Last fall, battle lines appeared to promise an all-out fight in the senate, whose forty-six members represent sixteen districts. The multi-member districts all have numbered posts, which means a black candidate must run head-on against a white opponent in at-large elections. In 1980, black Democrat William Saunders won nomination to a senate seat in Charleston County, but lost to a Republican in a county-wide general election characterized by racial bloc voting.
In last fall’s preliminary skirmishing, the state NAACP insisted it would be satisfied with nothing less than single-member districts. “The organization is putting its reputation on the line,” said state NAACP President William Gibson, a Greenville dentist.
At first, Gressette had insisted that counties should not be divided. He told a reporter that black majority districts had been discussed since 1967, but “you can’t spread thirty-one percent (black population) over forty-six counties if you’re going to keep county lines intact.” In January of this year, a Gressette-chaired subcommittee’ reported out a reapportionment plan that included twenty-five districts, thirteen of them single-member, five with black majorities.

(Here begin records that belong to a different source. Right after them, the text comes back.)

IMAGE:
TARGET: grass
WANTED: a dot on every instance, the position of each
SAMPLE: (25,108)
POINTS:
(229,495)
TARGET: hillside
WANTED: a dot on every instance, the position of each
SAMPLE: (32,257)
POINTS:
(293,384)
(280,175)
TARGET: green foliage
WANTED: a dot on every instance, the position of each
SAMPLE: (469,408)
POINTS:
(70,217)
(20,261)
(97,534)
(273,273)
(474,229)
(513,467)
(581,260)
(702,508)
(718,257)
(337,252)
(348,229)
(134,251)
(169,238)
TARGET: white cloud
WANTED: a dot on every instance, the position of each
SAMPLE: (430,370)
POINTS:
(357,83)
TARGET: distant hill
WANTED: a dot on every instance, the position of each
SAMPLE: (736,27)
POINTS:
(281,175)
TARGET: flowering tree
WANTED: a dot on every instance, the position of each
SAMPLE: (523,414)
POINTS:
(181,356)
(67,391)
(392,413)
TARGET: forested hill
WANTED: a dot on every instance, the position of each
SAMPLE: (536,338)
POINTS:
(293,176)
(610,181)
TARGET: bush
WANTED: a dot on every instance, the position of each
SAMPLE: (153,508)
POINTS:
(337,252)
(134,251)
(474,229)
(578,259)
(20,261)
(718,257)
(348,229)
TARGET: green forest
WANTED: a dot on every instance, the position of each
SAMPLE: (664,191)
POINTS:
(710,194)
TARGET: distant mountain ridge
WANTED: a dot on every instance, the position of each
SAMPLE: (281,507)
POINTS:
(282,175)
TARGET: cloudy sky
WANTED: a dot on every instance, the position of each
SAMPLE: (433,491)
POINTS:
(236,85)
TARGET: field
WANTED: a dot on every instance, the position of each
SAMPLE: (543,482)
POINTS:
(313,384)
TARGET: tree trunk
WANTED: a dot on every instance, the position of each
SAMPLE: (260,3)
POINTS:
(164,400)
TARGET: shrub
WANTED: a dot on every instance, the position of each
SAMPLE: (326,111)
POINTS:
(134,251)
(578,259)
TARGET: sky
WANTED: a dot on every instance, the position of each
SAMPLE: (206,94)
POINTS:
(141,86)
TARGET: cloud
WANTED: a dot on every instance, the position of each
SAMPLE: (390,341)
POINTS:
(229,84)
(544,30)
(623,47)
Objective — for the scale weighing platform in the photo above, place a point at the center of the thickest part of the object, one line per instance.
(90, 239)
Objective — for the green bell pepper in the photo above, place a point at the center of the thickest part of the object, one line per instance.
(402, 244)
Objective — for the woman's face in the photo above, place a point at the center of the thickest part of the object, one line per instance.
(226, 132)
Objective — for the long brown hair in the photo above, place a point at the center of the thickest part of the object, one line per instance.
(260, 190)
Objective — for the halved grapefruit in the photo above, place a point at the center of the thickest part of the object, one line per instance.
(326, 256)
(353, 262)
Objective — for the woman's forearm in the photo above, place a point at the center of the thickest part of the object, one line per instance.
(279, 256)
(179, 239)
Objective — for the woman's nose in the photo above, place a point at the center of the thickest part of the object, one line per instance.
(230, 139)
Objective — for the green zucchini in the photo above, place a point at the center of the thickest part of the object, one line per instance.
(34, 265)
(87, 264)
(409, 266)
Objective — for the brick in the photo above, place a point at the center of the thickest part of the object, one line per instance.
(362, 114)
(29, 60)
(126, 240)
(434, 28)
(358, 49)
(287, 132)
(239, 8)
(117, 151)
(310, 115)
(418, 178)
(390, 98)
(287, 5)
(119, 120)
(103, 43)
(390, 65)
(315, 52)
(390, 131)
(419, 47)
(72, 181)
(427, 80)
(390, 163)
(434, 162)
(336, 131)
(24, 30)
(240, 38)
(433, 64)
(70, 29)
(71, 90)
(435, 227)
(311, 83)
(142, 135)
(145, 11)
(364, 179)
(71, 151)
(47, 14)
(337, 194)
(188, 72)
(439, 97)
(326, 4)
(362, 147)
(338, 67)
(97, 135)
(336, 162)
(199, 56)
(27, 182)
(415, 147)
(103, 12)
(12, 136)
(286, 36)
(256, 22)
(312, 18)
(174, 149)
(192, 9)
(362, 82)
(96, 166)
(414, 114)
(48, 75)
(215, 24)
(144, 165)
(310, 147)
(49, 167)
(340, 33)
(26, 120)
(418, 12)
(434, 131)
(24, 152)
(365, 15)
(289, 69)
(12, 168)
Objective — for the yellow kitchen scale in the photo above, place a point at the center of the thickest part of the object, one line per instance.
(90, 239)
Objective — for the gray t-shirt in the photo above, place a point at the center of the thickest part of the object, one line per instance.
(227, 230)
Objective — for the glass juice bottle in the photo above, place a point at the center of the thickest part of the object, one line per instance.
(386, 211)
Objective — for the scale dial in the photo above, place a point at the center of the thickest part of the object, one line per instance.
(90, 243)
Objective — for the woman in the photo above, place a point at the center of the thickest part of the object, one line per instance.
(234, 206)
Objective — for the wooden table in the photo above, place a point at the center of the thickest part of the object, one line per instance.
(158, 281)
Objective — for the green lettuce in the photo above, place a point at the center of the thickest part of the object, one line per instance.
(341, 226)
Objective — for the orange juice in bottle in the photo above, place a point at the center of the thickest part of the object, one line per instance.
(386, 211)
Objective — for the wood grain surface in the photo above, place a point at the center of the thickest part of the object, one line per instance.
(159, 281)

The State, whose establishment editorial voice expressed moderation on both the desegregation plan and senate reapportionment, responded with an editorial headlined, “Single-Member Plan for Senate Is Best.”
The editorial stated, “A fairly drawn single-member plan that does not dilute black voting strength is less likely to be contested in court and is more likely to meet the requirements of the federal Voting Rights Act. Let’s do this one right the first time.”

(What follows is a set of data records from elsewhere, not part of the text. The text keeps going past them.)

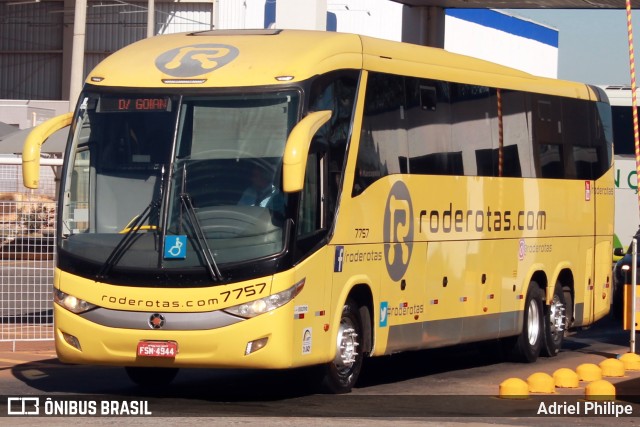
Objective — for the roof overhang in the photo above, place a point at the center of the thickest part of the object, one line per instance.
(523, 4)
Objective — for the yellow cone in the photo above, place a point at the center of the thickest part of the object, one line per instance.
(600, 390)
(541, 383)
(566, 378)
(514, 388)
(631, 361)
(589, 372)
(612, 368)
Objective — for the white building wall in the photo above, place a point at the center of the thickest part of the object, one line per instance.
(503, 39)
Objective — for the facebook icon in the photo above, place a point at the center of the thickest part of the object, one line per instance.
(339, 258)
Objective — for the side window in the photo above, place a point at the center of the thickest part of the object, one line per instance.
(309, 213)
(383, 139)
(517, 157)
(474, 131)
(428, 125)
(547, 136)
(335, 91)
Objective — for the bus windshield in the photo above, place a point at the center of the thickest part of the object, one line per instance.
(169, 182)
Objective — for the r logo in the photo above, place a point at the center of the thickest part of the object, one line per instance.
(398, 230)
(195, 60)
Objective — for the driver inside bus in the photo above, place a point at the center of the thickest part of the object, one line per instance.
(261, 191)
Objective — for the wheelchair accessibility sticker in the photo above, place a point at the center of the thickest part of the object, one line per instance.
(175, 247)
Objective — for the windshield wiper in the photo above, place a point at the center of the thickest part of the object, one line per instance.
(212, 267)
(127, 240)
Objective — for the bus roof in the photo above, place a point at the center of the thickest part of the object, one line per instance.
(231, 58)
(619, 95)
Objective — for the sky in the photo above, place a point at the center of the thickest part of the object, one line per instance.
(593, 44)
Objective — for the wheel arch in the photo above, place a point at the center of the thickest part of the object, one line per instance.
(362, 295)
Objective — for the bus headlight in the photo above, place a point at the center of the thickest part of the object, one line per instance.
(71, 303)
(263, 305)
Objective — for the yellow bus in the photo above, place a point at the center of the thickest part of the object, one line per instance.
(278, 199)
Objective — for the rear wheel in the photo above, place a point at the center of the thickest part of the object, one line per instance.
(151, 377)
(555, 322)
(529, 343)
(342, 373)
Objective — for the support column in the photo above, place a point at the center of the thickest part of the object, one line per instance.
(423, 25)
(67, 40)
(151, 18)
(77, 53)
(301, 14)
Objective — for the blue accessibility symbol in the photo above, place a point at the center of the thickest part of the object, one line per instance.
(175, 247)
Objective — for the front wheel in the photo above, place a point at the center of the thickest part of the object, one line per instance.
(342, 373)
(529, 343)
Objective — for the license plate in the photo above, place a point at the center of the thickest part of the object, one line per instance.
(157, 349)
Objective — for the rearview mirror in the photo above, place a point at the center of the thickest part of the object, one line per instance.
(32, 145)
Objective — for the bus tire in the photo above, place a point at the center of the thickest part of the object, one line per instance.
(342, 373)
(151, 377)
(529, 343)
(555, 323)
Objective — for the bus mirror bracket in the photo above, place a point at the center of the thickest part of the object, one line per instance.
(296, 150)
(33, 144)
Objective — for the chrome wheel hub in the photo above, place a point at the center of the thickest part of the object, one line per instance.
(347, 345)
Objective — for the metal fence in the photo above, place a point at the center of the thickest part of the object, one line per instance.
(27, 252)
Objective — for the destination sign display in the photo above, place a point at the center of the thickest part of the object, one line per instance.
(134, 104)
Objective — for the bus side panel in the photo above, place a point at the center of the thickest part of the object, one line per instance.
(313, 311)
(604, 228)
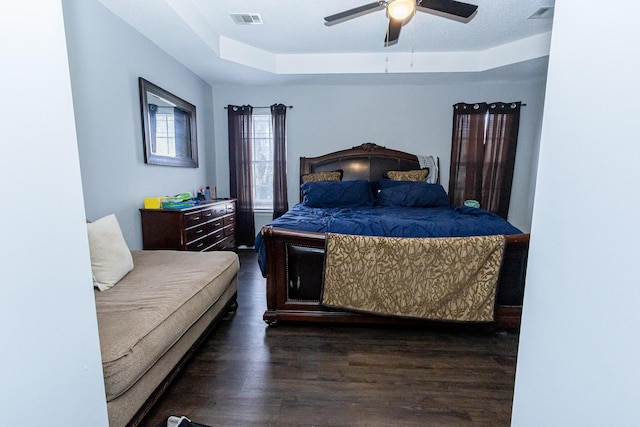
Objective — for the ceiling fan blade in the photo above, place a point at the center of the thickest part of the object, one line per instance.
(393, 33)
(355, 11)
(451, 7)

Gressette didn’t have the votes in the full committee or in the senate to enact his subcommittee’s plan. Hospitalized for leg surgery, he missed the final vote but sent word that the senate should proceed without him after the plan left his home county, Calhoun, intact. Gressette’s decision not to be an obstructionist eased passage of the single-member reapportionment plan. In his absence, senate leadership fell to Thomas E. Smith of Florence, generally a progressive voice. Smith recognized that the federal court’s approval of splitting county lines in the congressional plan “made some people reasonable who hadn’t been reasonable.”
In December, popular senator Alex Sanders of Columbia removed a political roadblock when he announced that he would not seek reelection and expressed hope that this would make it easier to divide’ Richland County into four single-member districts that would insure election of a black senator. The move by Sanders, who since has become the leading candidate for chief judge on a new state appeals court, meant Richland could be split without pitting incumbents against each other.

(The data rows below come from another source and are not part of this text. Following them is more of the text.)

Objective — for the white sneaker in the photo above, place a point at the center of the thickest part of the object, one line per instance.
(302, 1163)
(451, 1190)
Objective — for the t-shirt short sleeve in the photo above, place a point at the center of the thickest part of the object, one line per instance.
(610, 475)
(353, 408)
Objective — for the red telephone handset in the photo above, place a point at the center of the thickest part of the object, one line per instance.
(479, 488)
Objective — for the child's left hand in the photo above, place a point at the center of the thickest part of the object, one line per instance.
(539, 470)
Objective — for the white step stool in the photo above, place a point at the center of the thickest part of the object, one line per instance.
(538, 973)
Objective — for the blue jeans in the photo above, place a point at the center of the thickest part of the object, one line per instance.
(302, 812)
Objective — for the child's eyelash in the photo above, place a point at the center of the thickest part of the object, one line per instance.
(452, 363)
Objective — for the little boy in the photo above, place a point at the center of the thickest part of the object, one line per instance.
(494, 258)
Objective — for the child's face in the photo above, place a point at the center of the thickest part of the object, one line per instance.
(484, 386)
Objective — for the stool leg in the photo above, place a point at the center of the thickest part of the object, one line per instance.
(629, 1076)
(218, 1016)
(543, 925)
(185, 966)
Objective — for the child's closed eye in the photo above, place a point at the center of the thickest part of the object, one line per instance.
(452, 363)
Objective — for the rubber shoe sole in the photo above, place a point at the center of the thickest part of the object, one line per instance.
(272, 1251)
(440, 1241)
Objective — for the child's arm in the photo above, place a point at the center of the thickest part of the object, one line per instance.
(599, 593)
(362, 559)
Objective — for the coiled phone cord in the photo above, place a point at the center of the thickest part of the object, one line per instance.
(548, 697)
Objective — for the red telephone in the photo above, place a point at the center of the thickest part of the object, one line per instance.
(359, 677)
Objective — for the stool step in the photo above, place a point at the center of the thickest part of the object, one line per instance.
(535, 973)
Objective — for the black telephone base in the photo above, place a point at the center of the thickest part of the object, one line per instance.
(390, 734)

In working out the final senate plan, Smith and others met informally with NAACP and house black caucus leaders, who had their own demographer. A compromise was reached which pits two incumbents against each other and places another in a fifty-nine percent black district. Passed in the senate, this plan went to the house where the black caucus prevailed in getting adopted a plan that would create nine, rather than seven, black population majority districts. But the house amendments radically changed the boundaries approved by the senate–boundaries that reflected delicate political compromise. Although black representation in the senate now seems assured, it appears that once again the federal courts may resolve South Carolina’s reapportionment dispute.
Jack Bass is director of American South Special Projects at the University of South Carolina and co-author, with Walter DeVries, of The Transformation of Southern Politics.